Most people have at least heard of postpartum depression, but far fewer are aware of postpartum euphoria, also referred to as postpartum hypomania or “the baby pinks.” However, it is a serious mental health issue that can eventually result in postpartum psychosis. Often initially perceived as “super moms” who are energized and can function for long periods without rest, sufferers also exhibit impulsive and sometimes manic behavior, experience racing thoughts and struggle to concentrate. Many moms are not even aware that the disorder exists, and therefore struggle to get an accurate diagnosis and treatment. However, Neuropsychiatry magazine explains that as many as 10% of new moms experience some form of postpartum hypomania.

In addition, the British Journal of Psychiatry states that the baby pinks is often followed by a period of depression and can evolve into mild bipolar disorder over time. Although it is not clear what postpartum euphoria, it’s a scientific fact that pregnancy causes physiological and hormonal changes that can cause suffering and behavior changes. In addition, the physical and emotional demands of caring for a baby can be very trying, and potentially contribute to post-pregnancy mental health issues.

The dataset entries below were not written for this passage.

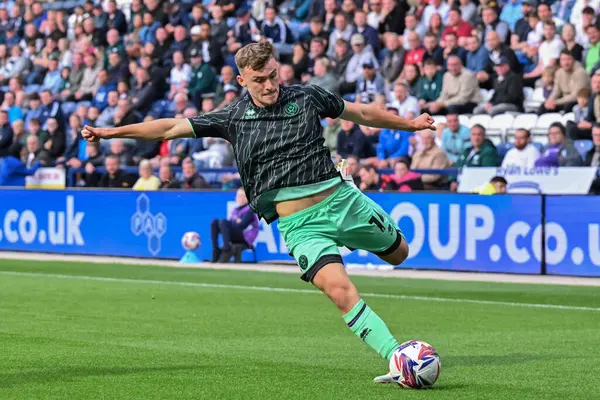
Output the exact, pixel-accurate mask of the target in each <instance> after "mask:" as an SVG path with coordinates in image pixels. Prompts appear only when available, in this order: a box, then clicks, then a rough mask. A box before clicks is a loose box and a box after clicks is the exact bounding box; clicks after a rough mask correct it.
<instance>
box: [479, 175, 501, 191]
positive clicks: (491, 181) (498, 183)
mask: <svg viewBox="0 0 600 400" xmlns="http://www.w3.org/2000/svg"><path fill="white" fill-rule="evenodd" d="M507 184H508V183H507V182H506V179H504V178H503V177H501V176H495V177H493V178H492V180H490V181H489V183H486V184H485V185H483V186H482V187H480V188H478V189H475V193H478V194H483V195H491V194H505V193H506V185H507Z"/></svg>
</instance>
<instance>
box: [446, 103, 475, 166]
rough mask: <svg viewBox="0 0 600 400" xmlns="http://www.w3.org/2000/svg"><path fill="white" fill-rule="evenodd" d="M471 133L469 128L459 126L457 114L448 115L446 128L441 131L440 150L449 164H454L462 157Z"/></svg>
mask: <svg viewBox="0 0 600 400" xmlns="http://www.w3.org/2000/svg"><path fill="white" fill-rule="evenodd" d="M470 136H471V133H470V132H469V128H468V127H467V126H465V125H461V124H460V121H459V119H458V114H456V113H450V114H448V115H447V116H446V127H445V128H444V130H443V131H442V140H441V141H442V150H444V151H445V152H446V154H447V155H448V159H449V160H450V163H451V164H454V163H456V161H457V160H458V158H459V157H460V156H461V155H462V153H463V151H464V149H465V147H466V145H467V143H469V140H470Z"/></svg>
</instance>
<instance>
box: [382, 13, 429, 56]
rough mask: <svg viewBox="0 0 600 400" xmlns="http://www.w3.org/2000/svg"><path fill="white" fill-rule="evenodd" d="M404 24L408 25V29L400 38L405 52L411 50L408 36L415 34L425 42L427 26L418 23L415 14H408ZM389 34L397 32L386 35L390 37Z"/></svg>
mask: <svg viewBox="0 0 600 400" xmlns="http://www.w3.org/2000/svg"><path fill="white" fill-rule="evenodd" d="M404 23H405V25H406V28H404V33H403V34H402V36H399V38H402V42H403V43H404V44H403V47H404V50H410V44H409V41H408V35H409V34H411V33H413V32H415V33H416V34H417V35H418V36H419V39H420V40H423V38H424V37H425V30H426V29H425V28H426V27H425V26H424V25H423V24H420V23H419V21H417V16H416V15H415V14H411V13H409V14H406V17H404ZM388 34H392V35H393V34H396V33H395V32H386V33H385V34H384V35H388Z"/></svg>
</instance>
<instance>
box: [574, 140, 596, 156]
mask: <svg viewBox="0 0 600 400" xmlns="http://www.w3.org/2000/svg"><path fill="white" fill-rule="evenodd" d="M573 145H575V148H576V149H577V151H578V152H579V155H580V156H581V158H582V159H584V160H585V156H586V155H587V153H588V151H590V150H591V149H592V148H593V147H594V142H592V141H591V140H576V141H574V142H573Z"/></svg>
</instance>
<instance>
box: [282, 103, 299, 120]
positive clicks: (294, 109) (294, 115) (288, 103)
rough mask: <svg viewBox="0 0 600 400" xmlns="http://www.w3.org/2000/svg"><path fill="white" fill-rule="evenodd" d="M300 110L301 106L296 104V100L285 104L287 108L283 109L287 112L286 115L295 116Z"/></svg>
mask: <svg viewBox="0 0 600 400" xmlns="http://www.w3.org/2000/svg"><path fill="white" fill-rule="evenodd" d="M298 112H300V106H298V104H296V103H294V102H292V103H288V104H287V105H286V106H285V109H284V110H283V113H284V114H285V116H286V117H293V116H295V115H297V114H298Z"/></svg>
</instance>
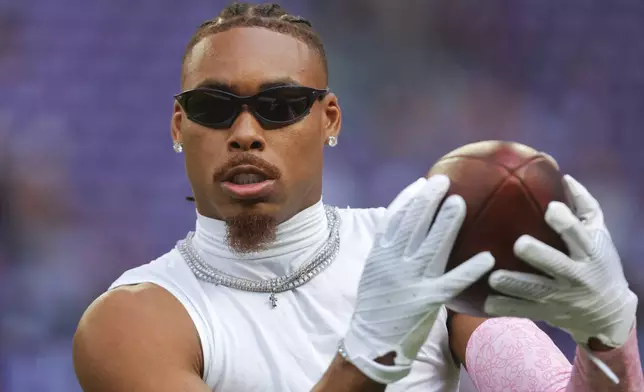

So called baby pinks, or postpartum euphoria, can start at child birth and then last up to six weeks or more. However, Dana Elborno, an OB-GYN Northwestern Medicine Central DuPage Hospital, states that most cases of postpartum euphoria last for a few days. It’s important that women are aware that the condition exists and seek help from a doctor or other healthcare provider if it lasts longer.

Stanford Medicine recommends a number of ways to deal with insomnia, including exercise, avoidance of electronic devices close to bedtime, and even cognitive therapy. Relaxation exercises and potentially medications can also be helpful to deal with insomnia.

Postpartum hypomania can be particularly painful and serious for individuals who already experience mental health issues. This is because the symptoms are compounded by the pre-existing condition. If this is the case then sufferers should seek medical care from their doctor or obtain a referral to a psychiatrist.